We also assessed PLpro inhibition with ACF and two derivatives of ACF, namely acridine orange base and acridine-3,6-diamine sulfate (Figure S1D), as well as the previously published PLpro inhibitor GRL-0167 (Shin et al., 2020) (Figure S1E). All derivatives showed dose-dependent inhibition of PLpro, but were less active than the parent compound.

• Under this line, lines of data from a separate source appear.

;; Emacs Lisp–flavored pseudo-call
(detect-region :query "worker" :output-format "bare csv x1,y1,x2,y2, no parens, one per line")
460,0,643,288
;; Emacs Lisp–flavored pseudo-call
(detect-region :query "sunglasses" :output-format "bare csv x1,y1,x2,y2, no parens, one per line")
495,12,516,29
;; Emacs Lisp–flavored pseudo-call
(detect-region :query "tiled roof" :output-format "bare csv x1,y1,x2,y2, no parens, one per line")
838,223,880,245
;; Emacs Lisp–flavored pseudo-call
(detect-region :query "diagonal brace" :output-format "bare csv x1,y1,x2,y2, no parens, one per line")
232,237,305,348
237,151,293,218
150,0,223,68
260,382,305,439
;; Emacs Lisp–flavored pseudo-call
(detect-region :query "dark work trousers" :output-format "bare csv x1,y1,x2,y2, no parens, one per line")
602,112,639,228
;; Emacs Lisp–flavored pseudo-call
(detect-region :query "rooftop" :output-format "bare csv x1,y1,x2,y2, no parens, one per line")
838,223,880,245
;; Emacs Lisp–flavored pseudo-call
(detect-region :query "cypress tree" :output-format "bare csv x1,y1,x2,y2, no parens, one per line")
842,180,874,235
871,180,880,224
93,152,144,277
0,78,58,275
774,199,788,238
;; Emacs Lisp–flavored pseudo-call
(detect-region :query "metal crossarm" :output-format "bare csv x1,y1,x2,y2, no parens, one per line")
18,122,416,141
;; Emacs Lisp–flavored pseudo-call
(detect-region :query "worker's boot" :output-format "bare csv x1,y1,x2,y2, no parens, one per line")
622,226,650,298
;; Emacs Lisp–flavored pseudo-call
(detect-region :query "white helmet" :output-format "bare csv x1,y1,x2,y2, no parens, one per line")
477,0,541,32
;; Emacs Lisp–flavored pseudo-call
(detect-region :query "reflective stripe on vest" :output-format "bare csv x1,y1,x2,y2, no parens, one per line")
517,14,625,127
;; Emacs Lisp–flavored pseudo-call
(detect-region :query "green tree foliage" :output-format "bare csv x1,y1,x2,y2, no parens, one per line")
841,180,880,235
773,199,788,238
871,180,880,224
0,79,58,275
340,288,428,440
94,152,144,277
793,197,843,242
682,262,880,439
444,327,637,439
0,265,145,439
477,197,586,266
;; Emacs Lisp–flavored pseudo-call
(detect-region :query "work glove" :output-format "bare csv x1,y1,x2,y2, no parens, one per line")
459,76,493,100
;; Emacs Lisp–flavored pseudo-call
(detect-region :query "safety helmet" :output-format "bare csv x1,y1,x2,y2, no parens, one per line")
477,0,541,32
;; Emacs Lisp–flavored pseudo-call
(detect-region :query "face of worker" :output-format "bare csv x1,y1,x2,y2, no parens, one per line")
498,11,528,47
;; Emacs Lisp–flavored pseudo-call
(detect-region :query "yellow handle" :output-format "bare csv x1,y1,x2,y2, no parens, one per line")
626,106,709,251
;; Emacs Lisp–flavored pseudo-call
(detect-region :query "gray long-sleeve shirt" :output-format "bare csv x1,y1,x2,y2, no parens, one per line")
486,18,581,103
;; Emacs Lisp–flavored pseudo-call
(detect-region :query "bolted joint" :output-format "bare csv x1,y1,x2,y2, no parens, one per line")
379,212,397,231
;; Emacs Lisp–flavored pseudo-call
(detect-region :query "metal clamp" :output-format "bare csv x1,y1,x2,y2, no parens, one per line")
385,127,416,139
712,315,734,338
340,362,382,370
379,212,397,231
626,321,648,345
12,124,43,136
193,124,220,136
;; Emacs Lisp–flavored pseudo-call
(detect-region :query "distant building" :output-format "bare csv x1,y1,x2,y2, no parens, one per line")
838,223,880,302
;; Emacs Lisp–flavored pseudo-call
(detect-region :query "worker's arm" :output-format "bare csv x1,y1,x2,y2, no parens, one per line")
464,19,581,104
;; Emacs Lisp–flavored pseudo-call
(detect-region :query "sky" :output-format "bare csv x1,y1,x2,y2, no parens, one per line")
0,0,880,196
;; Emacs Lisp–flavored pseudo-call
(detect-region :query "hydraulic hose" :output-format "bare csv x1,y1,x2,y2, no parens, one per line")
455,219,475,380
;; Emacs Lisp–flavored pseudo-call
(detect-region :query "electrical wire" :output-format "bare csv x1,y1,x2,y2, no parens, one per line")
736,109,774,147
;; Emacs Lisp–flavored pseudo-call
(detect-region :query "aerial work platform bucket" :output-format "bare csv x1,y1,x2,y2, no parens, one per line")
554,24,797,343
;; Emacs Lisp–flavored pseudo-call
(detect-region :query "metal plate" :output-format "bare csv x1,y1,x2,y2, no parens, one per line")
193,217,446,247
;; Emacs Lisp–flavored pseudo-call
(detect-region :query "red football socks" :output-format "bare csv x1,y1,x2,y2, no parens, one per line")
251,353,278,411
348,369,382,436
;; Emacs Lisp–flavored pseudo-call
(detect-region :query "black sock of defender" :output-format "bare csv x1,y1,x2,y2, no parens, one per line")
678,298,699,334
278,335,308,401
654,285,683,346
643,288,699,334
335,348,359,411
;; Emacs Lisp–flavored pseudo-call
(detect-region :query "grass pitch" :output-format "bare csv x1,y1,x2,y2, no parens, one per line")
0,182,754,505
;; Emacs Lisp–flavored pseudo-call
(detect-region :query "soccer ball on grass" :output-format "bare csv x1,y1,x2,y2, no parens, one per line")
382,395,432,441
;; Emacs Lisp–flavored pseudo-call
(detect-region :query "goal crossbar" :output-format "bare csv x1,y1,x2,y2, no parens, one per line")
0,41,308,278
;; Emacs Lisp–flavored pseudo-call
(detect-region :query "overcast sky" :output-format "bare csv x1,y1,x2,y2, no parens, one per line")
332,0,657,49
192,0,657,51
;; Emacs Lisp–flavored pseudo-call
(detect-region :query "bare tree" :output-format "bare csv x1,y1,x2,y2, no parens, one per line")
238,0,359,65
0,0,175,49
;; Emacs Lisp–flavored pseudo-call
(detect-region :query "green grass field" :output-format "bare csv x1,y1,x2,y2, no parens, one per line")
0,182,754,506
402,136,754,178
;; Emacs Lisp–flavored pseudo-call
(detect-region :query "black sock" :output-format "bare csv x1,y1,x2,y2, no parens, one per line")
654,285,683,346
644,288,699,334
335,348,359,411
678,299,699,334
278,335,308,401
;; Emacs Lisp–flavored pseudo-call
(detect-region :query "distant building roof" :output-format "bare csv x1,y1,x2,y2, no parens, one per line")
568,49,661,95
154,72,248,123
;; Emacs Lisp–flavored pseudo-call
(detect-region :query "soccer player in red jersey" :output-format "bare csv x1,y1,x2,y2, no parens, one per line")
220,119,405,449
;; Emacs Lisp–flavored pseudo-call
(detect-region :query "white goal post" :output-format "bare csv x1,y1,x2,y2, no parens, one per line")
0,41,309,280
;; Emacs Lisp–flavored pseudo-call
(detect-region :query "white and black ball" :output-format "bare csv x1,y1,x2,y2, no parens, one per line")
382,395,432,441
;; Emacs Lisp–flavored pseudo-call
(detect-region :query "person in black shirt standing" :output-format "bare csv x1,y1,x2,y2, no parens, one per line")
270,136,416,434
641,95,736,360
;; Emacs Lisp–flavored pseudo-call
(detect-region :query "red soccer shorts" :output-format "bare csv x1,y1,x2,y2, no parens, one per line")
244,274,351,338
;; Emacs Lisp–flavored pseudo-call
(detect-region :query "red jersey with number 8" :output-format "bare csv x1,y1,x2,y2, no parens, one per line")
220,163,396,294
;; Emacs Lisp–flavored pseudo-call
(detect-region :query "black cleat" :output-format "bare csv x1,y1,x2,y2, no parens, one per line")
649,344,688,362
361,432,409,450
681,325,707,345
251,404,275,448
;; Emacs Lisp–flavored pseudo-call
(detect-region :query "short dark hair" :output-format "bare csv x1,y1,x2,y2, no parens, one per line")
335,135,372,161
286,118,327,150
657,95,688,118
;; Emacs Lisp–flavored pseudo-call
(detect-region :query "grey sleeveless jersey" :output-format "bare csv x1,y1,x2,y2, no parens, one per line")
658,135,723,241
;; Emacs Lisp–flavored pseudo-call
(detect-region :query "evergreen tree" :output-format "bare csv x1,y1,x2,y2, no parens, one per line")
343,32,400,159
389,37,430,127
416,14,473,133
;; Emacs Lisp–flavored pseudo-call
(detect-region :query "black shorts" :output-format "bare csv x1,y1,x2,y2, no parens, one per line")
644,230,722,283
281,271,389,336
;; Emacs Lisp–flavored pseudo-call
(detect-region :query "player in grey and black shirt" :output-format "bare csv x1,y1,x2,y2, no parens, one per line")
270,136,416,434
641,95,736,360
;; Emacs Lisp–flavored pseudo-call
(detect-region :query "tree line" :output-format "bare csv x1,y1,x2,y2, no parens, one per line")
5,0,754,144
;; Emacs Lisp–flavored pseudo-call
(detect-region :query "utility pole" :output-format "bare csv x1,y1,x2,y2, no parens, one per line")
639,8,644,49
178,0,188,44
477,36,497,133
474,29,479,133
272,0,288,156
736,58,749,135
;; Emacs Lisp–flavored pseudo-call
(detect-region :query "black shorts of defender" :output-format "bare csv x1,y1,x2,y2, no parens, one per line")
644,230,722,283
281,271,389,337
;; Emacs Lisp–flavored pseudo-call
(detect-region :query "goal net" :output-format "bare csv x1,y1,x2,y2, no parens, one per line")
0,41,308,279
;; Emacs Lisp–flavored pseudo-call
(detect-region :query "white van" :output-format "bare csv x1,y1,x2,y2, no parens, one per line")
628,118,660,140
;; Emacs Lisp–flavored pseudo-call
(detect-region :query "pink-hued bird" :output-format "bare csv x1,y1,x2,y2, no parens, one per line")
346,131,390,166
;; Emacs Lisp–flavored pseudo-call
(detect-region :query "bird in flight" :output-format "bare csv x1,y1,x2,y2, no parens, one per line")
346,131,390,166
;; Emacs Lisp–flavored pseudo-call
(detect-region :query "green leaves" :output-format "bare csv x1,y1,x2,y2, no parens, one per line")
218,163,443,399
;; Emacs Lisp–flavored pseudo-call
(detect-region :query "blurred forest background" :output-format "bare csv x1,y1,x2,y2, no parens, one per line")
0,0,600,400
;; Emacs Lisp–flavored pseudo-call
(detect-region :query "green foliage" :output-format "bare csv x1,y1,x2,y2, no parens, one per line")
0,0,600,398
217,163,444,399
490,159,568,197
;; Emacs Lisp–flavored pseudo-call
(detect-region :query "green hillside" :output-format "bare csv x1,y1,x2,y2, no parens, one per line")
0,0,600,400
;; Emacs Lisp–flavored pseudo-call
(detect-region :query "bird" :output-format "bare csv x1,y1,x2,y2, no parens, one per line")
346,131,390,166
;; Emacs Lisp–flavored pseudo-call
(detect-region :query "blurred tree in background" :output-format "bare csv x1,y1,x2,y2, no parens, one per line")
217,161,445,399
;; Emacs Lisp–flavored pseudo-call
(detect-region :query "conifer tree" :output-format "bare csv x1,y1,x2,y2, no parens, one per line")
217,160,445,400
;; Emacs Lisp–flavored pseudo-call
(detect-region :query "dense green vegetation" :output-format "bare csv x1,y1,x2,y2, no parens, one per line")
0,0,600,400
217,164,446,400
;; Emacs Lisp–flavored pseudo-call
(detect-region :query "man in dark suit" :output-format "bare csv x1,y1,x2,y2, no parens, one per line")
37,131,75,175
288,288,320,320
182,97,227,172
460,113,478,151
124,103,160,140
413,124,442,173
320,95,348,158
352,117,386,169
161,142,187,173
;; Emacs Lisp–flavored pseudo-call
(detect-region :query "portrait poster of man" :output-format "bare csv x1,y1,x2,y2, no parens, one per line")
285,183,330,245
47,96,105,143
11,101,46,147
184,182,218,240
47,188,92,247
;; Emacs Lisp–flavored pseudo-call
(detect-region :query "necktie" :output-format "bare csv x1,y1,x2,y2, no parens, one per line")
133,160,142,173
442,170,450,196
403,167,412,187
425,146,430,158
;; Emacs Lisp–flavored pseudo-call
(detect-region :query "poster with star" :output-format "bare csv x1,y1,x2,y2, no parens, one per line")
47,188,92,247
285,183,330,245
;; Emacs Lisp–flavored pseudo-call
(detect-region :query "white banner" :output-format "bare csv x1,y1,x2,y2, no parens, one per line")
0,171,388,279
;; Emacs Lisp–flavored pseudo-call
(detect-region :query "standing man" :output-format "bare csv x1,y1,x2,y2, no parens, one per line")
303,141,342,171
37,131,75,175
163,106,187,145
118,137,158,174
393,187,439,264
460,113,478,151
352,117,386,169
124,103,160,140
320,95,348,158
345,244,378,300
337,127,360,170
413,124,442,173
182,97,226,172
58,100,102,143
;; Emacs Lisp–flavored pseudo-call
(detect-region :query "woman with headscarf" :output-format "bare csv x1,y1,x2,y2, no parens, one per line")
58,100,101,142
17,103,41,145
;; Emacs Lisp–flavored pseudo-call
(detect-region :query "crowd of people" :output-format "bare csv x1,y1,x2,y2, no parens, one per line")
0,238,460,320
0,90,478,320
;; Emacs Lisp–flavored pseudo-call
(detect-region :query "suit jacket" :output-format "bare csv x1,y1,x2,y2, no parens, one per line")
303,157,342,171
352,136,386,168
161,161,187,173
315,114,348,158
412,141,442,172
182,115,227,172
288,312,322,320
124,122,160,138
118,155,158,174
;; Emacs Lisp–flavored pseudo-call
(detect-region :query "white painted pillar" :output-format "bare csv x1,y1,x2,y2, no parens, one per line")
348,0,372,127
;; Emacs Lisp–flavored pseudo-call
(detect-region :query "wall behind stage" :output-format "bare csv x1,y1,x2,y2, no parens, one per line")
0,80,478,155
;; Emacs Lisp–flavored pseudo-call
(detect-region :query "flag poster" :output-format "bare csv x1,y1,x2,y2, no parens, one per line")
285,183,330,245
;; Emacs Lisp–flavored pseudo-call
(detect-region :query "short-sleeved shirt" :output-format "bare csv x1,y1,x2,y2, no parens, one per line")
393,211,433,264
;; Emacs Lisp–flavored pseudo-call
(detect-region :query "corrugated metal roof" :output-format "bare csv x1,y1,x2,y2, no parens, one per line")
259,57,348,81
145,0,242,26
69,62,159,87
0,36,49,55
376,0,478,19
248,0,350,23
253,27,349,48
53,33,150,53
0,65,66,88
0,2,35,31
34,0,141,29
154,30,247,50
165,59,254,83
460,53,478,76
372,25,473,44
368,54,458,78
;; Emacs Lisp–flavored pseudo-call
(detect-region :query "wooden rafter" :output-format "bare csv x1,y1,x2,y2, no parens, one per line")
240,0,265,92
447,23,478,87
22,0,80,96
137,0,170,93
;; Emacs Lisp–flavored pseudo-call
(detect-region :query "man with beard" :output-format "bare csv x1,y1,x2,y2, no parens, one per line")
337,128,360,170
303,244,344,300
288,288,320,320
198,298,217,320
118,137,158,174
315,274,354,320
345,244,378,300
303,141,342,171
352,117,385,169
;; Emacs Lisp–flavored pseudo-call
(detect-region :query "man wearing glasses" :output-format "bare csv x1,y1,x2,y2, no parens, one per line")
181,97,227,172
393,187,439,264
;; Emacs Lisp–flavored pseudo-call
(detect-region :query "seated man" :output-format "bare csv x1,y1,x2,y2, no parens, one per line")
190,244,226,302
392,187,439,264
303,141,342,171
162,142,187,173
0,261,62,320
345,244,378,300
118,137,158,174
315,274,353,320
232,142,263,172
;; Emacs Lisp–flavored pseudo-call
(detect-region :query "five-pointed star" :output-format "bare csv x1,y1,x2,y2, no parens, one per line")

PLpro inhibitor IC50 determination
RLRGG-AMC or ISG15-AMC were used as substrates for PLpro, and the release of AMC fluorescence was measured (λex = 360 nm; λem = 487 nm) on an Envision plate reader. 40 μl of a 75 nM PLpro solution in assay buffer (50 mM Tris-HCl (pH 8.0), 0.01% (w/v) BSA and 10 mM DTT) was pipetted into 384 well plates and different concentrations of ACF (50 μM–0 μM, final concentration). Note that the DMSO concentration was kept constant in all reactions. The mixture was incubated for 1 h at RT. Then the reaction was initiated by adding 10 μl of 2 μM RLRGG-AMC (final concentration 400 nM) or 10 μl of 0.5 μM ISG15-AMC (final concentration 100 nM), respectively. Initial velocities of AMC release were normalized to the DMSO control. The IC50 value was calculated using GraphPad Prism. The experiment was repeated three times.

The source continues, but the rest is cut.